Le football, décidément, mène à tout. Révision d’histo-géo voire introduction géopolitique (cf. Antranonkala, «Dessine-moi l’Europe-UEFA», 21 novembre 2019, 2424.mg). Exutoire à tant de passions. Dérivatif salutaire à la violence querelleuse. Exaltation d’exploits par procuration. Le retour de José Mourinho en Premier League, à la tête de Tottenham, crée un délicieux drame qui fait le foot tellement à notre image : appétence de revanche, petites jalousies, grosse hypocrisie, fausse modestie, formidable ego. Le spectacle permanent de la comédie humaine. Mourinho, ce sera Tottenham-West Ham de ce samedi. Et un championnat qui ronronnait dans le mano a mano Klopp-Guardiola, sort de sa léthargie. Les bookmakers s’activent : le miracle «Special One» aura-t-il lieu ?
Un match de football dure 90 minutes. Mais, plus si affinités. 96ème minute, d’un match de la onzième journée : Watford rate une égalisation miraculeuse, à domicile. Et Chelsea sauve les trois points de la victoire. Sans les multiples sauvetages de son goal Ben Foster, Watford aurait déjà trois buts de retard et le «Money Time» n’aurait été qu’anecdotique.
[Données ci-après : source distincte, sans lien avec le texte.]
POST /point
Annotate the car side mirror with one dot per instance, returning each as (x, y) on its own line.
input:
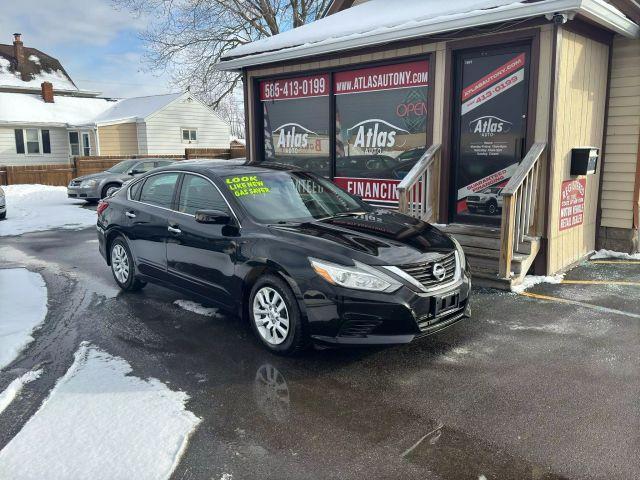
(215, 217)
Mais, voilà qu’au bout du bout du temps additionnel, sur le coup-franc de la dernière chance, le dernier rempart devient avant-centre dans la surface adverse. Et l’inimaginable faillit se produire : Ben Foster dévie de la tête, mais son homologue Kepa Arrizabalaga sauve sur sa ligne. Coup de sifflet final. Les deux gardiens de buts qui tombent dans les bras l’un de l’autre restera une image forte de cette fin de match subitement épique.
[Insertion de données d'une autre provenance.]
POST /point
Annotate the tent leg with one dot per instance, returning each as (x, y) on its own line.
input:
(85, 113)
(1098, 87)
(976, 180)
Chelsea et Watford sont deux clubs de la même ville, Londres. La capitale anglaise ne compte pas moins d’une dizaine de clubs professionnels, une densité footballistique unique au monde avec des derbys à chaque coin de rue : Chelsea vs. Fulham, Fulham vs. Queens Park Rangers, Tottenham vs. Arsenal, Millwall vs. West Ham, Charlton vs. Crystal Palace.
Pourtant, si Londres est une ville de football, elle l’est moins de trophées footballistiques. Certes, depuis les années 2000, le «Big Six» est à moitié londonien (avec Chelsea, Arsenal et Tottenham), mais les stades anglais furent longtemps le théâtre de la revanche des villes ouvrières du Nord : près de quarante titres nationaux entre Manchester United (20) et Liverpool (18), voire Nottingham Forest (1), qui avaient déjà gagné dix fois la Ligue des Champions de l’UEFA avant qu’un club londonien, Chelsea, n’y parvienne en 2012.
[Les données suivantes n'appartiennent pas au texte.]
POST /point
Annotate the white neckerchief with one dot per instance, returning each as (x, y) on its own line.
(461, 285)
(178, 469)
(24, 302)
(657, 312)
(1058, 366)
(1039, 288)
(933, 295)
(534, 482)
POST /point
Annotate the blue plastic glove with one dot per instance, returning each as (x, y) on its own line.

Si les supporters de Chelsea, d’Arsenal ou de Tottenham, peuvent parfois se permettre de rêver, ceux de Watford, de tous les Watford, ces clubs qui vivotent dans l’anonymat du ventre mou du championnat ou jouent l’ascenseur entre l’élite et la division inférieure, se désillusionnent chaque week-end de match. Ce qui ne les empêche pas d’être fidèles au rendez-vous et de renouveler leur abonnement au club. De père en fils, ils portent fièrement des couleurs et les armes d’un blason d’eux seuls connu. Miracle footballistique d’un fort communautarisme : appartenance de classe et identification géographique, grégarisme et chauvinisme.
Crystal Palace doit son nom aux ouvriers qui construisirent le Crystal Palace, un palais d’expositions de la fin du XIXème siècle ; Millwall reste le club historique des dockers londoniens et dans les années 1960s, le coup d’envoi était différé pour leur permettre de rallier le stade après le travail ; West Ham arbore sur son blason deux marteaux croisés, outils des ouvriers qui battaient l’acier à l’époque industrielle ; le surnom «Gunners» d’Arsenal est l’héritage de sa création par les ouvriers des manufactures d’armes et de munitions de Woolwich…
Quand ces Gunners d’Arsenal, poussés par leurs fans irlandais catholiques, affrontent les Spurs de Tottenham, dont les fans se recrutent dans la communauté juive, c’est le «derby du Nord de Londres». Le «derby d’Angleterre», c’est THE match qui oppose Manchester United (20 titres de champion) à Liverpool (18 titres). Ce derby, entre deux villes du Nord-Ouest de l’Angleterre, distantes de 50 km, est suivi dans 211 pays dans le monde : davantage que le classico Real Madrid-FC Barcelone. Révision d’histoire : à un moment de l’histoire, la Reine d’Angleterre régnait sur un empire sur lequel le soleil ne se couchait jamais.